Over the last few years, the 5-day period from Thanksgiving and Cyber Monday have become known among the digital marketing and e-commerce communities as the “Cyber 5”. The Cyber 5 contains what is generally 3 of the biggest shopping days of the year. This year, the Cyber 5 was a unique holiday shopping period compared to the last few years. Amazon, Walmart, and other online retailers in the Top 10 of the Internet 1000 spent a vast amount of campaign dollars in a shorter period this year driving traffic.

Why? Well, incase you didn’t notice, the calendar was a bit different this year. Thanksgiving was late, which means this year there are 6 fewer days between Thanksgiving and Christmas. Traffic driving flights of media were compressed, buyers still waited until Black Friday to really kick into gear, and consumers obliged with a very healthy holiday shopping period – most e-commerce news sources are reporting anywhere from 12%-18% increase in top line sales compared to last year.

Here are some snippets from key news sources that we follow and links to the details:

First, initial results from Commerce 360 reported records for Fanatics, Lulus, and others brands cited – record mobile share with large increase very noteworthy.
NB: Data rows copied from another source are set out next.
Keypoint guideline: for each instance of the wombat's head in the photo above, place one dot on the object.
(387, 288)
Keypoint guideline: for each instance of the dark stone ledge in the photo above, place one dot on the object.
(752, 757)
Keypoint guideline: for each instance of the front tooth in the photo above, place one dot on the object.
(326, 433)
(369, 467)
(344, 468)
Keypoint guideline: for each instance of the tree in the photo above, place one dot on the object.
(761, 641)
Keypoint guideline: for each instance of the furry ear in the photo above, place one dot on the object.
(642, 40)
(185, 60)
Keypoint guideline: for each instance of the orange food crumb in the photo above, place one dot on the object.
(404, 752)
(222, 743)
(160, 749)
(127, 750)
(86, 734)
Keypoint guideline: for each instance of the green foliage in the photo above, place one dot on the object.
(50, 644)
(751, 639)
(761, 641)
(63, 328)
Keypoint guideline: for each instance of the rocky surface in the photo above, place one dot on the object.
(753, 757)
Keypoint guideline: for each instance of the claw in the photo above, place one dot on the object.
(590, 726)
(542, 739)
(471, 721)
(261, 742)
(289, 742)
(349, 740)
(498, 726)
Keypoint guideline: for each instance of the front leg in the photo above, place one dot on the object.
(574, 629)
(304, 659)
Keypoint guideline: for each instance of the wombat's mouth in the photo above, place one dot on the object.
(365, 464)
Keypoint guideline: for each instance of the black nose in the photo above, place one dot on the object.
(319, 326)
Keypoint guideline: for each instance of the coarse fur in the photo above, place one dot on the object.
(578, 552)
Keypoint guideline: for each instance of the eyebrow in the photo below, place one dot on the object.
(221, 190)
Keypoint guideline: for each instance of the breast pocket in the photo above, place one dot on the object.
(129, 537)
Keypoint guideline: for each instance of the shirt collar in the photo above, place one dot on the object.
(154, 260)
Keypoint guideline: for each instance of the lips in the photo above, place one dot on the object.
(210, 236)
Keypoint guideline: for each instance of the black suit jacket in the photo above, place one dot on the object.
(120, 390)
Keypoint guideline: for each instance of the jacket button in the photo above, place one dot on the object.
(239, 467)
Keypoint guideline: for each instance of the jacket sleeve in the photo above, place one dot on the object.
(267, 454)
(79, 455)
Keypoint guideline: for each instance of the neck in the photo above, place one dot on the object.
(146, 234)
These popular brands that hit the sweet spots of many demographics are a great bell weather for all consumer shopping segments. It’s interesting to note how Fanatics set records with mobile purchasing:

How online retailers fared during Cyber 5

To Discount or Not to Discount During Cyber 5?

Digital Commerce 360 also reported that nearly a third of Top 1000 DNVBs did not offer discounts on Cyber Monday. Instead, they promoted their everyday prices as year-round deals.

The Numbers on Cyber 5, 2019

Online sales reached $490 million on Black Friday morning, with mobile generating 57% of visits and a hearty 40% chunk of sales, according to Adobe Digital Insights. As anyone with their finger on the pulse in e-commerce knows, mobile site usage and conversion has gone over the 50% mark across all B2C segments and in many industries that are B2B as well.

Thanksgiving Day online sales totaled $1.93 billion, showing growth of 11.5%, Adobe reported. Mobile sales alone reached $449 million between midnight and 5 p.m. Thanksgiving Day, a 58% year-over-year leap.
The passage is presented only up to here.